O avanço acelerado da nova economia tem impulsionado o surgimento e a expansão de agências de publicidade, marketing digital e negócios online em todo o país. No entanto, esse crescimento, quando não vem acompanhado de estrutura operacional e governança, tem se tornado um dos principais fatores de perda de margem, desgaste de equipes e aumento de riscos jurídicos no setor.
Dados do Global Entrepreneurship Monitor (GEM) apontam que o Brasil está entre os países com maior taxa de empreendedorismo do mundo, mas também figura entre os que mais enfrentam mortalidade precoce de negócios. Entre os motivos mais recorrentes estão a falta de gestão, ausência de processos claros e decisões baseadas em improviso, especialmente em empresas do setor de serviços e da economia digital.
No universo das agências, o cenário se repete: contratos frágeis, times PJ sem critérios definidos, ausência de padronização nas entregas, retrabalho constante e donos sobrecarregados pela operação. O resultado é um crescimento que não se sustenta, e que começa a gerar um efeito em cadeia no mercado.

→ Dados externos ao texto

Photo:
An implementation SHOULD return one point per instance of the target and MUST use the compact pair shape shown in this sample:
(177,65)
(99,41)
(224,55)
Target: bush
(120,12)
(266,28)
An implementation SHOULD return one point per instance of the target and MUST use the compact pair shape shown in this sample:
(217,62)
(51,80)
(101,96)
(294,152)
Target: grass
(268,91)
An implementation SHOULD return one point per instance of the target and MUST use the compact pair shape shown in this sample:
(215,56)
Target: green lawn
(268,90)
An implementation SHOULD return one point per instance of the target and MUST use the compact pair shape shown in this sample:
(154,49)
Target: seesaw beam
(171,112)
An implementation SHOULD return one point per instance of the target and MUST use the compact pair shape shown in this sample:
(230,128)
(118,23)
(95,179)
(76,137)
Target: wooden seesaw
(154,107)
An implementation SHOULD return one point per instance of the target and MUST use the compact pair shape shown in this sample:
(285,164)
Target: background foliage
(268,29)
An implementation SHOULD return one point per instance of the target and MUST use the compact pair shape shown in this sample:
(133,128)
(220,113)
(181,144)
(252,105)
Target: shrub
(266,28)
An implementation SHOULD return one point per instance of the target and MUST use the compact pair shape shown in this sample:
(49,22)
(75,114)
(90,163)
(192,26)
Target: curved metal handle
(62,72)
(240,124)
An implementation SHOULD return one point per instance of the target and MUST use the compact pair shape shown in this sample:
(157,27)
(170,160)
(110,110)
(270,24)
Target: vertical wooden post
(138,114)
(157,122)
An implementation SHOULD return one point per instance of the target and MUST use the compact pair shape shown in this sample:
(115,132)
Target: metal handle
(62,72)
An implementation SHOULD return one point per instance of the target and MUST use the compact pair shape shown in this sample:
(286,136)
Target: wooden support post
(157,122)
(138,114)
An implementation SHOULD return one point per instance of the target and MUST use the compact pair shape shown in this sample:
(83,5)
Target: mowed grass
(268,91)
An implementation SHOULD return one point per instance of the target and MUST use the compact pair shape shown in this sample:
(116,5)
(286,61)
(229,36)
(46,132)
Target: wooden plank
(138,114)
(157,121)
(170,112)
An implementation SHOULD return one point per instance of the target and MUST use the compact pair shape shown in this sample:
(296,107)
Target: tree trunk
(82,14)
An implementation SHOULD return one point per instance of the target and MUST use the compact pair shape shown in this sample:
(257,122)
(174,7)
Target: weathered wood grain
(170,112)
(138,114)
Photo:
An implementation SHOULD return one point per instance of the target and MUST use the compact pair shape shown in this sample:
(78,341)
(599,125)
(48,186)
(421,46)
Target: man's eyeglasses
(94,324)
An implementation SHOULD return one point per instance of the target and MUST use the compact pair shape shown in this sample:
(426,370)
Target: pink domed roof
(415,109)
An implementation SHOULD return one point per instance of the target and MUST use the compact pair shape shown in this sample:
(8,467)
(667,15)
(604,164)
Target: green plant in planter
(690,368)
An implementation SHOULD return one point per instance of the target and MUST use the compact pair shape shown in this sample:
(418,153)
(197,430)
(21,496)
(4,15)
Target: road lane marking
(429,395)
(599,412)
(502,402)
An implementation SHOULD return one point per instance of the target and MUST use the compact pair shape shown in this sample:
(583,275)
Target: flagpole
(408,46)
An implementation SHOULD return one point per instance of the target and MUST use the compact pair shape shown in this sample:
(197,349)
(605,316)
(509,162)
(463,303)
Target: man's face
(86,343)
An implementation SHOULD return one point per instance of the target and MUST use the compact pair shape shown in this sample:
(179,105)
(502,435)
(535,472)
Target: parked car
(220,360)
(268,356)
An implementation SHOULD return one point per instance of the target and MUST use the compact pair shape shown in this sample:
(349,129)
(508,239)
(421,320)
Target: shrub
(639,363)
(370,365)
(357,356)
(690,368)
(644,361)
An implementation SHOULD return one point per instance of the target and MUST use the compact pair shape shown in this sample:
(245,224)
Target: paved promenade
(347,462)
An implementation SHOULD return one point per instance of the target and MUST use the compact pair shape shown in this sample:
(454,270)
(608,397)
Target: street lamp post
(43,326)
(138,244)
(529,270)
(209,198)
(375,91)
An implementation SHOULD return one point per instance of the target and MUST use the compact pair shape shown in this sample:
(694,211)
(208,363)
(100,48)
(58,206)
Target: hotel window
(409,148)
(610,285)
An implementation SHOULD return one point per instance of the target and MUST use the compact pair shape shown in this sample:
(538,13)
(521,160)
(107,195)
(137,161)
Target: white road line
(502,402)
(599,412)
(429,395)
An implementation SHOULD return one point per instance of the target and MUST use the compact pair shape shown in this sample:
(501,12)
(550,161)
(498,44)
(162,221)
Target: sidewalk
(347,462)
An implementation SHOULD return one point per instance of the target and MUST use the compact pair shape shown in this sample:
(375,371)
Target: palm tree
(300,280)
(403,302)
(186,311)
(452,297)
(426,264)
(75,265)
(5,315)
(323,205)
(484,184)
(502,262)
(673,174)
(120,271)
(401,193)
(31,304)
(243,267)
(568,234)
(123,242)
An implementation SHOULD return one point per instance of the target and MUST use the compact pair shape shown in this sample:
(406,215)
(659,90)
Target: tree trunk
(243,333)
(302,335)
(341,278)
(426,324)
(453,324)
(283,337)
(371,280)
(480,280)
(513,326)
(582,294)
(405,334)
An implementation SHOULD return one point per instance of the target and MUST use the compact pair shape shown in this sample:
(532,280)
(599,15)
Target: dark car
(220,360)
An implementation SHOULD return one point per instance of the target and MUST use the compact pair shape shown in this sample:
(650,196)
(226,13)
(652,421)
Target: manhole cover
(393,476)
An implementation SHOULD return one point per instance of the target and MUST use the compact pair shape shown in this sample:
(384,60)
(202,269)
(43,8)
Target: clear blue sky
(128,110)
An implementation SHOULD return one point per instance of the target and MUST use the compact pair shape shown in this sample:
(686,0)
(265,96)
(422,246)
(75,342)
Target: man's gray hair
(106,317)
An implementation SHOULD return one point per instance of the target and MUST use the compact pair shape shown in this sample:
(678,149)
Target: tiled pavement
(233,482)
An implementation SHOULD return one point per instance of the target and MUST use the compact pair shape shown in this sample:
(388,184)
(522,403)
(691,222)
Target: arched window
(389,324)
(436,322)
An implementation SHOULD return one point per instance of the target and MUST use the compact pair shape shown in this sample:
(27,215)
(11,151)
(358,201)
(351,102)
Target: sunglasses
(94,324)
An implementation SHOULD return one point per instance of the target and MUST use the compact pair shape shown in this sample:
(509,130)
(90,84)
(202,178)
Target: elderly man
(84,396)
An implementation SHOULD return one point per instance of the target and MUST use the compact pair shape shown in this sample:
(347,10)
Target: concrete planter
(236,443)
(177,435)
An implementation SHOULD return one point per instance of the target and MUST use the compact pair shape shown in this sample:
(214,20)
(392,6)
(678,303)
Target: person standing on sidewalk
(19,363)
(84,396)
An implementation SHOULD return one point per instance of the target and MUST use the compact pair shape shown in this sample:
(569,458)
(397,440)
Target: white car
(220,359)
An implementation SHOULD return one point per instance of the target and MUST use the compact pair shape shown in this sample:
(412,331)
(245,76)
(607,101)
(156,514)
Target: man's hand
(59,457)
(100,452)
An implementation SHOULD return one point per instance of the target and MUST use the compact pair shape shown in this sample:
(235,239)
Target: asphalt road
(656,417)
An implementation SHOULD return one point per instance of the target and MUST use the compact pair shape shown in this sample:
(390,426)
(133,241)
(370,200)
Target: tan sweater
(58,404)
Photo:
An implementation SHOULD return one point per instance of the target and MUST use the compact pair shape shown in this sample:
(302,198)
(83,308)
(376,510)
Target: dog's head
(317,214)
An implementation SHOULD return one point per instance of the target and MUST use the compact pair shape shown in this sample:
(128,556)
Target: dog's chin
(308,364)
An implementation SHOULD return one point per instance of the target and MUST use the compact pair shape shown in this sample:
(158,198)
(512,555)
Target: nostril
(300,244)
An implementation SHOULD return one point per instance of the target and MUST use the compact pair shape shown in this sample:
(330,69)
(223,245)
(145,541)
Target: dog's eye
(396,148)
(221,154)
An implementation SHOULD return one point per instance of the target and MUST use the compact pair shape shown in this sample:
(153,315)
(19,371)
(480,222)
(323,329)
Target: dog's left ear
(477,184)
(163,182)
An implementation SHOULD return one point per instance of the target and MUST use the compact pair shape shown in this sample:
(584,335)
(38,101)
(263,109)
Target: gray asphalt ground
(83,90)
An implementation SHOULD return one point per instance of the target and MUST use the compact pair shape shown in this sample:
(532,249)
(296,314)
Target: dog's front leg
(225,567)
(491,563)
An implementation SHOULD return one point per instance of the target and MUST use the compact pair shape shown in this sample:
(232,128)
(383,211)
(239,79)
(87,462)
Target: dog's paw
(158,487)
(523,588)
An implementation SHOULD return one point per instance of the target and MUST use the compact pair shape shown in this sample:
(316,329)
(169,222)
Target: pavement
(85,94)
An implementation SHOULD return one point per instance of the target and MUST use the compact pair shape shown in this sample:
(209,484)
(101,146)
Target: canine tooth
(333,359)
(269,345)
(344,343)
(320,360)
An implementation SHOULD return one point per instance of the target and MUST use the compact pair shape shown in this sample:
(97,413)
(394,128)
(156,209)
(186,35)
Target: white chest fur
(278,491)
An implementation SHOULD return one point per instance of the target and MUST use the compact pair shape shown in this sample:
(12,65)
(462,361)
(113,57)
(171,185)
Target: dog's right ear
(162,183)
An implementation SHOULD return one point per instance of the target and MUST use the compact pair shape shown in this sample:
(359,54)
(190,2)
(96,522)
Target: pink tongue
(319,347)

Do outro lado da relação, empresas e marcas que contratam agências estão cada vez mais frustradas com as entregas recebidas. Não necessariamente por falta de talento, criatividade ou conhecimento técnico, mas pela ausência do mínimo de organização operacional. Falhas de comunicação, prazos não cumpridos, desalinhamento de expectativas e instabilidade nas entregas minam a confiança e reforçam a percepção de que o problema não está na estratégia, mas na estrutura que a sustenta.
Para a especialista em estruturação operacional e nova economia, Genyffer Kasprzykowski, o problema não está no crescimento em si, mas na forma como ele acontece.
“Todo negócio cresce até onde a operação permite. Quando não existem processos claros, papéis definidos e governança mínima, o crescimento deixa de ser uma conquista e passa a ser um risco real para a empresa”, afirma.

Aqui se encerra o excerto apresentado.